According to one report, “America’s elderly undergo 20% of all surgical procedures” in the country.  More than half of all adults will undergo at least one surgical procedure as senior citizens, according to reporting from Today’s Caregiver. For seniors, it can be difficult to bounce back immediately after an operation, or even a brief hospital stay. Indeed, research has shown that many seniors experience physical impairment, memory problems, and symptoms of depression and anxiety after a hospitalization.

Surgery can be a difficult time for elderly adults, and for the family caregivers who love and support them. With that said, there are plenty of steps seniors and caregivers can take to make sure an operation is just a brief bump in the road, a small challenge in a life full of happiness, health, and independence. 

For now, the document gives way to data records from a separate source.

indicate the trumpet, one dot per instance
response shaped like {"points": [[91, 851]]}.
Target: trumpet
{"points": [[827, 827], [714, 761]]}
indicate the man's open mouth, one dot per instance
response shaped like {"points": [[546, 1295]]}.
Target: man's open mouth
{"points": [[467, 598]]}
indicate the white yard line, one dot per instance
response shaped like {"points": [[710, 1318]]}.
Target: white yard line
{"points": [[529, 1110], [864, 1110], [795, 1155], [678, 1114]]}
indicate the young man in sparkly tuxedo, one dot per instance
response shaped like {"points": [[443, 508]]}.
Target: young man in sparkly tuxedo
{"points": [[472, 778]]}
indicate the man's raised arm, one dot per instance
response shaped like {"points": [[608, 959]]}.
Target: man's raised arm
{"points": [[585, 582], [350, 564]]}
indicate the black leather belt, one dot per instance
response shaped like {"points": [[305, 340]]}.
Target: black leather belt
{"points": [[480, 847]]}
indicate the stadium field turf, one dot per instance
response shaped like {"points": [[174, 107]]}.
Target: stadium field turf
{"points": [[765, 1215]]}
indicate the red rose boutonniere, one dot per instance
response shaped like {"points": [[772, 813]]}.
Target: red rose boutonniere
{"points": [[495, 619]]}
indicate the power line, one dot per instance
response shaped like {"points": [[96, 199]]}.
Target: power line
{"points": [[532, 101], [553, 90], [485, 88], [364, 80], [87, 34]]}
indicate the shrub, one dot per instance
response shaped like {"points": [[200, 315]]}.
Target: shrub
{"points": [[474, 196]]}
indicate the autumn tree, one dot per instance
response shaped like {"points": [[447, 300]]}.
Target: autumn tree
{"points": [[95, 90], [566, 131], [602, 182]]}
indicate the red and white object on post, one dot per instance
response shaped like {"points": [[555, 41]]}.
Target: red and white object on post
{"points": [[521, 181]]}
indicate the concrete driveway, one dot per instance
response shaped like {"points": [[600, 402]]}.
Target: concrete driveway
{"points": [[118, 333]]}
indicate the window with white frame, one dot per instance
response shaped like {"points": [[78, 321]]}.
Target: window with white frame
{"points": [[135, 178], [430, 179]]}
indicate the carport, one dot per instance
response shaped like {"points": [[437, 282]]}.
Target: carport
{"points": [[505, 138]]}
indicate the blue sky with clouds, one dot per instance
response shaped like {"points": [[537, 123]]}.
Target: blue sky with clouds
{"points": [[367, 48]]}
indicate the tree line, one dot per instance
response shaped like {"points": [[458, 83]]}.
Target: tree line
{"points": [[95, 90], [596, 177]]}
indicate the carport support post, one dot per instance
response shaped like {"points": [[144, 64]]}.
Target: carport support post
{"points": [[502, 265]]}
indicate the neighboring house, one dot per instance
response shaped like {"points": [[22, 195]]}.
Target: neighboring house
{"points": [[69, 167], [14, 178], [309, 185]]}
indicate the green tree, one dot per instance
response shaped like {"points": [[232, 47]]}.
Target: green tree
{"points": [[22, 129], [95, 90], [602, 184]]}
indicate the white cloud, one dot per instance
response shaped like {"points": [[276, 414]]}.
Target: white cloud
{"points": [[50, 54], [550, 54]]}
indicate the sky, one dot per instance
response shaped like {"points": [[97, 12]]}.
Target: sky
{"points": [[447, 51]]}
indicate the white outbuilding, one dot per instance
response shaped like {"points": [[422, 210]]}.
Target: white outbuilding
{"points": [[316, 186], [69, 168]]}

What can family caregivers do to help their senior prepare for a surgical procedure, and recover fully after their time in the hospital? Here are a few important things to keep in mind… 

Helping a Senior Get Ready for Surgery

The period before surgery is important, for the elderly patient and the family caregivers who are supporting them. Taking a few key steps ahead of time can help your senior loved one go into their procedure with confidence, and improve their chances of making a full recovery after their operation. Here are a few ideas to consider: 

  • Help your senior physically prepare
    We’ve all heard of rehab after a surgery – but what about “prehab” before the procedure? Helping your senior loved one physically prepare for an operation can make a big difference for their recovery afterwards. Focus on helping your senior loved one exercise, eat a nutritious diet, and get sufficient rest, in line with their doctor’s instructions. Their doctor may offer recommendations – for example, stretches that can help prepare the muscles before orthopedic surgery, or a diet to help improve health in recovery after cardiac surgery. Your loved one’s doctor may also offer recommendations for cutting out unhealthy habits (such as smoking), and may instruct your loved one to stop taking certain supplements or medications before the surgery.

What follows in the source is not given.